Stillwater Lift Bridge open again; Rhoades takes leave for hip surgery; Budget moves on to Senate; more state news
One of the main links between northwest Wisconsin and Minnesota is completely open again -- much earlier than expected.
The Minnesota Department of Transportation completed repairs Wednesday on a frayed cable that blocked boats from going under the Stillwater Lift Bridge on the St. Croix River. The bridge was stuck in the “down” position since Sunday night due to the damaged cable.
Wednesday officials closed the structure to traffic for four hours so they could fix the cable and inspect the lift system on the 82-year-old bridge.
Officials had been hoping to get boat traffic moving again by the end of the week, but that turned out to be a much shorter delay. Car and truck drivers were expecting a four-hour closure Wednesday – and that’s exactly how long the shutdown was.
Rhoades takes leave for hip surgery
Wisconsin’s health secretary will take some time off due to a health issue.
Kitty Rhoades, Hudson, took a leave of absence Wednesday so she can have a hip replaced. She expects to be back fulltime by the end of next month.
Rhoades said she’ll be briefed about agency matters and will make decisions as her recovery allows.
She said she wanted to take a vacation this summer, but “This isn’t exactly how I planned to do it.”
Rhoades, a former Republican legislator from Hudson, became the state’s Health Services secretary in late February.
Budget moves on to Senate
The Wisconsin Senate appears to have the votes to approve a Republican version of the new state budget today.
The two-year spending and policy package was approved by the Assembly 55-42 Wednesday after minority Democrats decided not to debate over 210 amendments they drafted.

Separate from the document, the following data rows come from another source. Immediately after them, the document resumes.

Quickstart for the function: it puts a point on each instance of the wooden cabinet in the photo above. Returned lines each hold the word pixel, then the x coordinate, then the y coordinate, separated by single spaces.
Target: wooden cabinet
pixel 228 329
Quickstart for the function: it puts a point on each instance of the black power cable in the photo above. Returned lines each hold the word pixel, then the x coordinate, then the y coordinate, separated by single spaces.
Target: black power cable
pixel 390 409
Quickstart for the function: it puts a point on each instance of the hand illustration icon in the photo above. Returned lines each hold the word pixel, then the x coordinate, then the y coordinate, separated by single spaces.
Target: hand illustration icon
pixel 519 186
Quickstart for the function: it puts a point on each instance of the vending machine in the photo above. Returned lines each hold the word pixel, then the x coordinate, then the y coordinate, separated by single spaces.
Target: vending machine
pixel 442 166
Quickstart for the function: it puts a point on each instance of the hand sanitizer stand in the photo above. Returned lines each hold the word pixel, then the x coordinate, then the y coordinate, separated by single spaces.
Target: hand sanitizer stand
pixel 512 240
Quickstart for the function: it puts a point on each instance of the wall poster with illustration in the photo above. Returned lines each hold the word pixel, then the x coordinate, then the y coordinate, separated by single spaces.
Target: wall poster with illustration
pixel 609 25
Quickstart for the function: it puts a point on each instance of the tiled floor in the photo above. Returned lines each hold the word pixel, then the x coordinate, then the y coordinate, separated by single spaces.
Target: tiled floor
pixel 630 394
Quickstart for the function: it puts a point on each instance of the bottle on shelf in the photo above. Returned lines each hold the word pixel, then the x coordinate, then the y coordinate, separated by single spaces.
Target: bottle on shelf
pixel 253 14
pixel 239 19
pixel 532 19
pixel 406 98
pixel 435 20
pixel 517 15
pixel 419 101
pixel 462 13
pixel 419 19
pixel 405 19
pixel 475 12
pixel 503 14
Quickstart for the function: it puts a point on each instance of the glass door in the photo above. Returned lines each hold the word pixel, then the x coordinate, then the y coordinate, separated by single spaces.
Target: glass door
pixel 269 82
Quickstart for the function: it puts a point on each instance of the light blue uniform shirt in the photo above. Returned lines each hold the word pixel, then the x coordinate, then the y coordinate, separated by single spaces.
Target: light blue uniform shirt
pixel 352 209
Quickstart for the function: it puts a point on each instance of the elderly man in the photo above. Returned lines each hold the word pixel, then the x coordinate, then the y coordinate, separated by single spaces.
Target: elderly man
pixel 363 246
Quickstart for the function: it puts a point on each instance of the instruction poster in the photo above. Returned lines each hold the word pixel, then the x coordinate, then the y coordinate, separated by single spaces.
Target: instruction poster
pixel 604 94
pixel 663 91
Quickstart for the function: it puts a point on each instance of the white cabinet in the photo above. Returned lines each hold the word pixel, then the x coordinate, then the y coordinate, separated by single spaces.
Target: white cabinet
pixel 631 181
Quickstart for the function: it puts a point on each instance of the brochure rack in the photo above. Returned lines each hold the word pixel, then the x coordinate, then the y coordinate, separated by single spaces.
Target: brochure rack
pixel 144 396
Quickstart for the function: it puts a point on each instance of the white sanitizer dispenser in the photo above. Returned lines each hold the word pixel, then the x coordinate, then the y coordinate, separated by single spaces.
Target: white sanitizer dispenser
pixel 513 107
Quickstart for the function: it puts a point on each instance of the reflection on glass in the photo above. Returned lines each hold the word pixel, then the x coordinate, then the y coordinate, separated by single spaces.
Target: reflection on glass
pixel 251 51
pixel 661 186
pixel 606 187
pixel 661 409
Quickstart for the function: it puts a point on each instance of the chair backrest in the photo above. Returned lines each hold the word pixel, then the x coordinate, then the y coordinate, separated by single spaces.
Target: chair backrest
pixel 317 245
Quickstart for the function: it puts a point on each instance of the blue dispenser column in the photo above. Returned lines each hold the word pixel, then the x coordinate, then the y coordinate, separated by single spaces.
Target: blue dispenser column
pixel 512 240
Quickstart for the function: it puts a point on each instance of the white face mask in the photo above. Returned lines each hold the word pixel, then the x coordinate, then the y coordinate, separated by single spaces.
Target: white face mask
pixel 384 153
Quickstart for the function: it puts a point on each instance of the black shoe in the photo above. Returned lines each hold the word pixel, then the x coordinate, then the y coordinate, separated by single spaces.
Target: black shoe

Democrats said their decision to not debate the state budget was strategic. Minority leader Peter Barca was the only Democrat to speak, saying the bill was so bad that even if a couple of their proposed amendments were voted on, no Democrat would vote for the proposal. Democrats say the strategy is to focus on the public's understanding of the budget so that the people vote Republican lawmakers out of office next election.
The vote will be much closer in the 33-member Senate, where two Republican defectors could derail the GOP package or send it to a conference committee. Democrats were hoping that Republicans Dale Schultz of Richland Center and Rob Cowles of Green Bay would vote no, but Cowles now said he’ll vote yes, saying the budget “basically subscribes to Republican principles.” Majority Leader Scott Fitzgerald said he was confident he has the votes.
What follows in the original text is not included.